As the doors to Selfridges close until the show returns next year, the final instalment of Mr Selfridge’s second series had a lot of boxes to tick, tying up loose plot threads but keeping us wanting more.
Sherlock star Amanda Abbington as Miss Mardle has been stellar this series, and it’s lovely to see her character arc receive its best possible outcome. As a viewer, I felt it was such a shame that social convention was getting in the way of her happiness. It was satisfying that it was Mr Grove (Tim Goodman-Hill) who was the one to make her realise she could be happy with someone, even if it wasn’t him. It’s a real growth moment for all concerned and credit must also go to Oliver Farnworth as Florian, who shares a winning chemistry with Abbington that makes their on-screen coupling so believable.

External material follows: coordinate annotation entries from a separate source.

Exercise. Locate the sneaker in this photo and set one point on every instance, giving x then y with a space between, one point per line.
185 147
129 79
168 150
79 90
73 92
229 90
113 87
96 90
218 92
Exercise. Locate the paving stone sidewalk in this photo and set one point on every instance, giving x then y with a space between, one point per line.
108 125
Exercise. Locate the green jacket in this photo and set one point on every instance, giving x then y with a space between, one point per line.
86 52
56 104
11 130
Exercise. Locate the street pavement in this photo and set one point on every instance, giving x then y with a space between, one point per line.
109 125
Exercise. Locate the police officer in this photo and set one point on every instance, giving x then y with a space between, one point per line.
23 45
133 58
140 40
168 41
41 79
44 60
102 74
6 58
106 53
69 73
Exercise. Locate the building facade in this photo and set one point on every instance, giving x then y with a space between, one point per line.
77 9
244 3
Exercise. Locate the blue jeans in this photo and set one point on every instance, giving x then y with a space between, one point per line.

The love triangle of Victor/Agnes/Henri reaches the best possible outcome too, and it’s great that they all find a resolution without anyone being painted in an overly unsympathetic or negative light. Victor (Trystan Gravelle) is clearly heartbroken, but is noble enough to sacrifice his relationship with Agnes to allow her to have the life she wants.
Gravelle deserves much praise for this performance. Henri declaring his love just as he has signed up to fight will lead to various exciting paths for all concerned next year. The trio all work well, but Aisling Loftus’ Agnes is phenomenal, approaching her character with emotion and pathos.
Lighter plot points are touched on too. Frank Edwards (Samuel West) has been redeemed and welcomed back into the fold at Selfridges. His growing relationship with Kitty (Amy Beth Hayes) has been a highlight storyline and it’s lovely that we see renewed hope for them as a couple. Lady Mae (Katherine Kelly) also gets a superb scene in with the odious Loxley. I loved her little speech condemning him. Softly spoken yet firm, Kelly has gorgeous delivery and it was a moment I’d waited all series for.
At the heart of the show though are the Selfridges themselves. Both Jeremy Piven as Harry and Frances O’Connor as Rose have commanded, bringing the couple organically from segregated, to healed and whole.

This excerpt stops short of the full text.